Hydroxyurea, a cancer medication that has been used to treat sickle cell disease since the 1980s, is typically the first treatment doctors try with young patients, said Parul Rai, a pediatric hematologist at St. Jude Children’s Research Hospital.
When patients don’t see improvement with hydroxyurea, Rai and her colleagues try Oxbryta or Endari, which is approved for patients 5 years old and up. The medication can be particularly helpful for children who are very anemic (not enough red blood cells or who would benefit from blood transfusions but can’t get them.
Children who are at risk of stroke (the blood disorder can affect how quickly blood flows to the brain) may be treated with monthly blood transfusions. But sometimes doctors can’t identify a good blood match or a family’s religion prevents them from receiving transfusions, Rai said.
A 90-day supply of Oxbryta has a list price of $10,417. Hydroxyurea retails for an average of $79 for a 90-day supply, according to GoodRx, which tracks prescription drug prices. Both drugs are typically covered by insurance, which can dramatically reduce their out-of-pocket cost, though critics have expressed concern about Oxbryta’s price tag.

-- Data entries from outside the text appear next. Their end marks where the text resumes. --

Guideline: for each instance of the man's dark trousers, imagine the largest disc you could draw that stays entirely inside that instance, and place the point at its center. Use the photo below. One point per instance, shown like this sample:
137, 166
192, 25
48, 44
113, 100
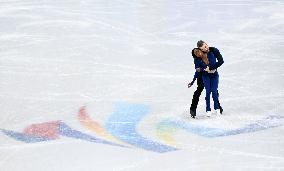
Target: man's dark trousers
196, 95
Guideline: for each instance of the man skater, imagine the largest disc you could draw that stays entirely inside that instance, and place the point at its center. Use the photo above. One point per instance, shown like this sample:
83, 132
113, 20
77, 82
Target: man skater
198, 75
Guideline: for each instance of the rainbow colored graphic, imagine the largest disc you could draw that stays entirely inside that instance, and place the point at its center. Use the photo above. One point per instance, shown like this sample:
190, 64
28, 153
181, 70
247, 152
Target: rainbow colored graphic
121, 129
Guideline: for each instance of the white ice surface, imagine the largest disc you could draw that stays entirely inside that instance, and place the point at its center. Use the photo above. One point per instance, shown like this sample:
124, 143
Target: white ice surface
57, 56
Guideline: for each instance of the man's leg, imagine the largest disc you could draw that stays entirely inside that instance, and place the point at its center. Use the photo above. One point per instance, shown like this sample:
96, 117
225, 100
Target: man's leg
214, 86
206, 82
196, 95
220, 107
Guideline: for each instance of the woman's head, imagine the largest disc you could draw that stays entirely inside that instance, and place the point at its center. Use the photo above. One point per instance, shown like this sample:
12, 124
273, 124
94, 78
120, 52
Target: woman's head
197, 52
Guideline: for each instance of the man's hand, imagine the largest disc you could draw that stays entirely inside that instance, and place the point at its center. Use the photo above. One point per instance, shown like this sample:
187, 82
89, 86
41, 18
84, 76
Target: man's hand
189, 85
207, 69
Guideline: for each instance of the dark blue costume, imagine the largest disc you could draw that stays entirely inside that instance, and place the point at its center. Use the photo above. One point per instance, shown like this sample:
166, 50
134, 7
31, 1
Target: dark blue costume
210, 80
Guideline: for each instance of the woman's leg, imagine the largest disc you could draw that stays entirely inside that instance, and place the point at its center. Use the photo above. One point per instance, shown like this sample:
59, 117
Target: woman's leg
214, 88
206, 82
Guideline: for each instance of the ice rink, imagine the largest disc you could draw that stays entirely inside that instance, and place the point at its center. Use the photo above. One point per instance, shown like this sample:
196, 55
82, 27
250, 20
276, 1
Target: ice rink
100, 85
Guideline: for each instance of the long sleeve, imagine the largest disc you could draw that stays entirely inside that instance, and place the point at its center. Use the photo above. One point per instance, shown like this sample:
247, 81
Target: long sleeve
196, 74
218, 56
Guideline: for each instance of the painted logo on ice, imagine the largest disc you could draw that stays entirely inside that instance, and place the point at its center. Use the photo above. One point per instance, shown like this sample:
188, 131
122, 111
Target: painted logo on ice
120, 129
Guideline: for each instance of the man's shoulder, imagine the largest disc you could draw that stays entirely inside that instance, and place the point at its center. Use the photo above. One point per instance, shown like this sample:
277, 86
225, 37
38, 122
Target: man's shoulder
212, 49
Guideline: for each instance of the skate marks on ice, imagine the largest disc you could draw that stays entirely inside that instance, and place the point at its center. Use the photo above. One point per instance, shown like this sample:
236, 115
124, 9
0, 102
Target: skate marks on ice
120, 129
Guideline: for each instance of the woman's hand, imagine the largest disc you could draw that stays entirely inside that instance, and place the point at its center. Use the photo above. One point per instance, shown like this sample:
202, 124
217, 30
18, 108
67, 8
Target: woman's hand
207, 69
189, 85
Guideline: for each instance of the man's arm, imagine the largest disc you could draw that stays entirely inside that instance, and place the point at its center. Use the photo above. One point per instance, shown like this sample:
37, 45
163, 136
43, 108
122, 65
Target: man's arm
219, 57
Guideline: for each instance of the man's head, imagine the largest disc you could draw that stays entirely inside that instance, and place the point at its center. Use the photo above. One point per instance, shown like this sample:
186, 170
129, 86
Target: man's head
203, 46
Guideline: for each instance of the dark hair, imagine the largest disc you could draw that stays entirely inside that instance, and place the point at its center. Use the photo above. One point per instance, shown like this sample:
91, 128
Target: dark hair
200, 43
192, 53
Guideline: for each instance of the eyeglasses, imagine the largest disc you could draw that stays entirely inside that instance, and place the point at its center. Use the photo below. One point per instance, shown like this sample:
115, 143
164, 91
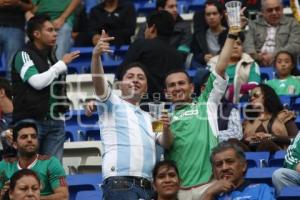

Rai said that there is not a pent-up demand for Oxbryta among her very young patients. But making the drug available to young children is a promising sign that more help is on the way for people with sickle cell disease.
“There are just not enough options,” Rai said. “The thing about sickle cell disease is there are multiple pathways — it’s a cascade of pain, everything is interconnected. … You can’t fix one problem and make it all better.”
As with any chronic health condition, the earlier that patients can begin treatment to manage symptoms, the better: When well-managed, chronic health conditions are less likely to lead to other complications that can shorten a person’s lifespan.
Continuing research to develop new sickle cell disease treatments and determine whether existing medications are safe for younger children could help kids live healthier lives longer.
“Even though a child with sickle cell disease today has a higher likelihood of surviving to adulthood, one thing that is very sobering is that the transition between pediatric to adult-focused care is at a time when individuals with sickle cell disease have a tendency to develop more complications,” said Smith-Whitley. “The earlier we can start disease-modifying therapies, the more likely it is that individuals will transition from pediatric to adult care healthy.”